De premiers thèmes se sont détachés, liés à la nature des interprètes de cirque pressentis, liés également à des premières discussions et des préoccupations communes : la question des niveaux de réalité, de la co-existence de mondes parallèles, d’un monde infra-réel ou supra-réel, le monde de derrière le miroir (Lewis Caroll) ; la thématique du double, d’une identité égale à soi qui n’est pourtant pas soi, la figure du Doppelganger, fortement représentée dans la littérature (cf Dostoïevski pour ne citer que lui) ; la métamorphose, la transformation du corps ; la figure de l’étranger et son contre-point, la cellule familiale.


Un univers se dessine alors, à partir de ses thématiques, celui d’une réalité très concrète, quotidienne, à l’intérieur de laquelle fait irruption un événement ou une présence fantastique qui vient remettre en question, perturber, la nature de cette réalité.

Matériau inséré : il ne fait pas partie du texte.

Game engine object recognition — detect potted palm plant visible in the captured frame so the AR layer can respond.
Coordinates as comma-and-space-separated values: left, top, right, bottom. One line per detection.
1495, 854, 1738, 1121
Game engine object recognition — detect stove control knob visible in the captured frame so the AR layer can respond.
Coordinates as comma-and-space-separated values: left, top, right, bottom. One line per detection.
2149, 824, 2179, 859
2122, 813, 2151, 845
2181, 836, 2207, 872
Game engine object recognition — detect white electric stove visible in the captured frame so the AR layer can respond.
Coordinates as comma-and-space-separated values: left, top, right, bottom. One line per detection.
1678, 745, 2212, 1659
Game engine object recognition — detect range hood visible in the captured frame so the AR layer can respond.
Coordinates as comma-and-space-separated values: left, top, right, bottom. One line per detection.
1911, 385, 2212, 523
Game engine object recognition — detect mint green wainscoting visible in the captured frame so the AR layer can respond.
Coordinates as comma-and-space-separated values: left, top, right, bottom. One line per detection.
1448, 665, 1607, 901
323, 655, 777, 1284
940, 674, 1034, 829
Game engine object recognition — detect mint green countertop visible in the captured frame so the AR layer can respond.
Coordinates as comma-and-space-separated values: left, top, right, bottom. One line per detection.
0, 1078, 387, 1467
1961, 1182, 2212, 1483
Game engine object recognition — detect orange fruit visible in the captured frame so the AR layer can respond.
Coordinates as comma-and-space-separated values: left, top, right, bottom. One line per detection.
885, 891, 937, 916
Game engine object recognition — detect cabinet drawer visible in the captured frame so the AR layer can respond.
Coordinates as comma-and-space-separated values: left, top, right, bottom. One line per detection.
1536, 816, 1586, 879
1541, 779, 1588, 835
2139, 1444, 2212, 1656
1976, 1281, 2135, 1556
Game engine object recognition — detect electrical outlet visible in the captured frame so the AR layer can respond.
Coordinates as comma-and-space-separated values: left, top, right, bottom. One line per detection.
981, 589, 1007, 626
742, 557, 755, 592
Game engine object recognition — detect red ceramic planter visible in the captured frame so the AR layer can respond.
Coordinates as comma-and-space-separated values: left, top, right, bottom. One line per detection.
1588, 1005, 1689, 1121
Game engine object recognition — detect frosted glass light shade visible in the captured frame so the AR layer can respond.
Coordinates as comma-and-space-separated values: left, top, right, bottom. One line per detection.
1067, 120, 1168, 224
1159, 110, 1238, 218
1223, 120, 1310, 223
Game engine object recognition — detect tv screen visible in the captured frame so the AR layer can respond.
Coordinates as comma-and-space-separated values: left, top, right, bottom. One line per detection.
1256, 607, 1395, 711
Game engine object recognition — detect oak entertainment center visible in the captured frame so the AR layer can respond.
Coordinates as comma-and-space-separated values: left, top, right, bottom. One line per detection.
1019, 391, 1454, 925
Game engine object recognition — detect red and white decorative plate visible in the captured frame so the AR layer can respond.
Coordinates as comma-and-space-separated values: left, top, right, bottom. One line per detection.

J’irai donc lorgner du côté d’un fantastique onirique japonais qui m’est cher (celui de l’écrivain Haruki Murakami ou celui du cinéaste Kiyoshi Kurosawa), aussi bien que du côté d’un fantastique plus américain (Lynch pour ne citer que lui parmi les cinéastes (mais on pourrait en citer bien d’autres), Jeff Wall et Gregory Crewdson parmi les photographes qui ont beaucoup travaillé à partir du cadre et du stéréotype de la petite ville américaine et de cette intrusion du fantastique dans le réel). Le travail sur l’univers clos de la petite ville, déjà présent dans certaines de mes pièces précédentes, pourra par ailleurs s’ancrer dans le territoire et s’inspirer de mes séjours dans le département du Calvados. Cette irruption du fantastique dans un univers réaliste trouve écho, quant à elle, dans la forme même que nous souhaitons abordée, dans l’irruption de la forme circassienne dans un univers théâtral.


Une piste formelle s’est également dégagée née d’une préoccupation commune du statut de l’image sur scène et du rôle qu’elle pourrait ici jouer dans le processus d’écriture. Le travail sur l’image intervient donc comme une piste à explorer et comme une interface possible entre acteurs et circassiens.